Espresso #11: AI as a "last-mile" enabler, dbt Fusion engine, and navigating the thin layer between fact and BS
How AI is finally democratizing the Data Platform’s “last-mile” layer, dbt’s new Fusion engine, and why a healthy dose of skepticism is always needed when it comes to data.
Hello data friends,
This month, we’re diving into how AI is finally democratizing the Data Platform’s “last-mile” layer, dbt’s new Fusion Engine, and why a healthy dose of skepticism is always needed when it comes to data. So, without further ado, let’s talk data engineering while the espresso is still hot.
How AI is finally paving the data platform’s "last mile" for everyone
We’ve all seen the incredible advancements in the data space over the past years – powerful warehouses with limitless scale, slick ELT tools, and dbt bringing software engineering rigor to data pipelines. Yet, that final layer of polish, the seamless “last mile” experience seen in Big Tech tools (like Airbnb’s data timeliness UIs or Netflix’s integrated notebooks), still feels out of reach for most data teams, often a luxury only Big Tech could afford. Even with all the capabilities of the Modern Data Stack, data teams are still swamped with firefighting and ad-hoc requests, leaving little room for building these bespoke experience layers.
But what if that’s changing?
In my latest article, "How AI is Finally Democratizing the Data Platform’s Last-Mile Layer", I dive into how AI is emerging as a powerful “last-mile enabler”. I experienced this firsthand via a personal experiment that I discuss in the article: I persisted the artifacts of a dbt project using the ‘dbt-artifacts’ package, and then using Replit's AI, I built a basic dbt run execution timeline visualizer in under one hour – a task that previously might have seemed daunting (especially when using something as “delicate” as D3.js). Sure, it wasn’t nearly as sophisticated as Airbnb’s internal platform, but it worked. I had a functional app showing dbt model lineage, run statuses, and execution times, built by one person, in less time than it takes to watch a movie.
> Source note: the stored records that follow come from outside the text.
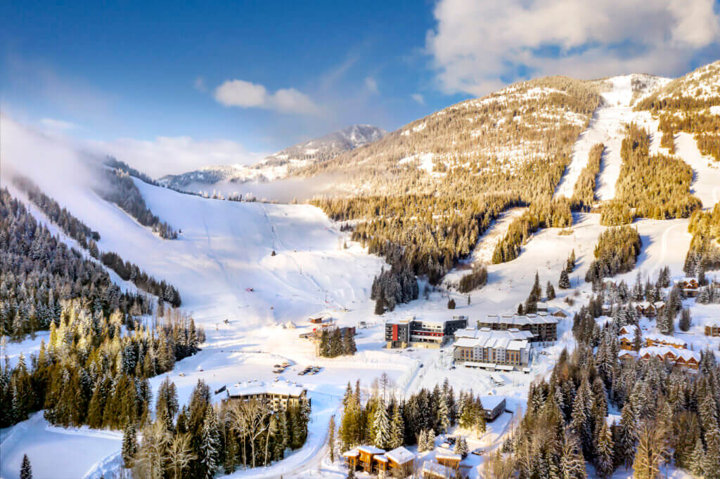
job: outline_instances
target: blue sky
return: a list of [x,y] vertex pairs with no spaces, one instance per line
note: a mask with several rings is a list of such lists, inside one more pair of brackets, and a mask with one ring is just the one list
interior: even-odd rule
[[[718,2],[589,3],[11,0],[3,111],[159,174],[355,123],[395,129],[526,78],[674,76],[720,58]],[[642,24],[618,16],[633,12]]]

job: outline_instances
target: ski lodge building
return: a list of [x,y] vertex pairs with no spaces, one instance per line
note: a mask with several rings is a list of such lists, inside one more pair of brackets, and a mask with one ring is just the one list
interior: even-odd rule
[[467,316],[454,315],[450,319],[404,319],[385,323],[385,344],[388,348],[439,348],[458,329],[467,327]]
[[226,401],[253,400],[268,401],[275,411],[285,411],[289,406],[300,405],[301,401],[307,401],[312,405],[312,400],[307,398],[307,390],[290,381],[264,383],[251,380],[238,383],[228,390]]
[[529,331],[466,329],[456,332],[455,337],[453,358],[466,368],[524,370],[530,363],[533,334]]
[[485,319],[478,320],[477,328],[490,328],[493,331],[512,329],[527,331],[531,333],[528,341],[539,342],[541,345],[550,345],[557,341],[557,318],[548,316],[546,313],[523,316],[488,314]]

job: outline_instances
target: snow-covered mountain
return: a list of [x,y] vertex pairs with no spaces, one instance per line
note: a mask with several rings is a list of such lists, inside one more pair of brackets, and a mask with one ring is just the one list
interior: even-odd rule
[[207,166],[159,180],[165,186],[194,190],[221,182],[271,181],[287,176],[302,167],[332,160],[338,155],[377,141],[387,133],[370,124],[354,124],[320,138],[298,143],[274,153],[255,165]]

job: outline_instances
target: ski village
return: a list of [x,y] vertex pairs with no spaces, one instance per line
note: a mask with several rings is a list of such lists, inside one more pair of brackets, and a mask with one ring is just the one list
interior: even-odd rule
[[[693,12],[662,37],[716,18]],[[437,28],[423,55],[464,41]],[[597,41],[541,40],[517,51]],[[390,132],[288,132],[340,121],[318,99],[352,55],[313,94],[198,77],[174,98],[211,102],[213,134],[253,114],[300,142],[259,157],[4,106],[0,479],[720,479],[720,61],[701,58],[675,78],[523,67],[390,102],[414,109]],[[363,105],[390,88],[367,75]]]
This isn’t just about building cool internal tools faster. It’s about:
Democratizing Excellence: AI is lowering the barrier of the experience layer, allowing teams of all sizes to achieve the kind of platform sophistication once reserved for tech giants.
Boosting Productivity: Enabling data professionals to focus more on insights by spending less time wrestling with clunky interfaces, hunting for metadata, or navigating complex access procedures.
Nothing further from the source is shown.